I want to challenge everyone on here to come to this dinner, this is for a great cause and will benifit our fellow hunters that are not capable to get out and hike the mountains like most of us. There is going to be some great things raffled and it will be a very fun night.


----------



## coyoteslayer (Sep 10, 2007)

*WE ARE STILL ACCEPTING MONEY FOR THE TICKETS UNTIL APRIL 30TH*


----------



## coyoteslayer (Sep 10, 2007)

Here is a letter from Ryan Johnson

Ryan Johnson wrote:

"As you all know I am an individual that has been wheelchair bound for about 12yrs. now and it is very difficult for me to be able to go and enjoy the outdoors like I use to when I was an able bodied person. I need help from others to get me out and about into the outdoors. Lukily for me my family members have been there for me and sacrificed their precious time to be able to accomplish these dreams. And I thank you. Unfortunately unlike me their are many individuals out there that do not have this kind of help and opportunities UNTIL NOW...

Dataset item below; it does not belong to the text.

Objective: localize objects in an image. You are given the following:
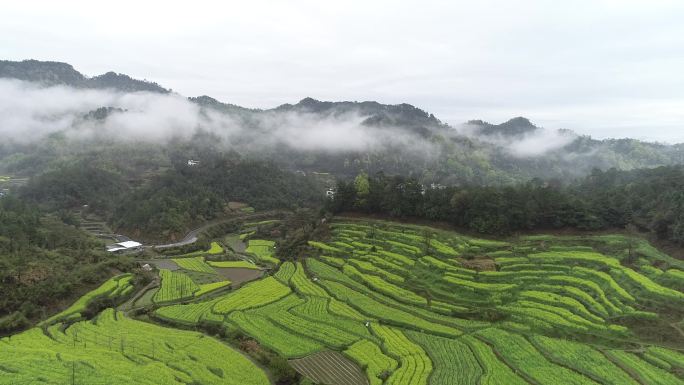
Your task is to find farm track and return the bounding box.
[153,210,285,249]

I am a member of an organization that helps and give individuals that are chairbound opportunities to go out and experience the outdoors to harvest animals of their dreams throughout Utah. On May 7th The Chairbound Hunters of Utah need your help come join us on this evening of great food, fun and laughs. You will be helping this new organization to grow and be able to reach out to those who may not have these opportunities. Pass the word around, if you can't make it and want to donate you may read the attachment for further information.

Please read the .pdf file that I've attached for you.

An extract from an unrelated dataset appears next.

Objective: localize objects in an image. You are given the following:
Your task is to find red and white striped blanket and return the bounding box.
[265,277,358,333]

Chairbound Hunters of Utah and I

Thank You Very Much for Your Support,



Ryan Johnson

Chairbound Hunters of Utah Member"


----------



## k2muskie (Oct 6, 2007)

I'd possibly be interested in making a donation can you provide information on where to send donations?


----------



## coyoteslayer (Sep 10, 2007)

K2, thank you for your interest in donating, You can mail a check to the following address.

Kenneth Vaughn
Attn: Chairbound Hunters of Utah
171 N 850 W
Springville, UT 84663

Please make the check out to "Chairbound Hunters Of Utah."


----------



## coyoteslayer (Sep 10, 2007)

Thank you for all those who attended and donated your time and money. Last night was a great success for our first banquet. Things will only get better from here.


----------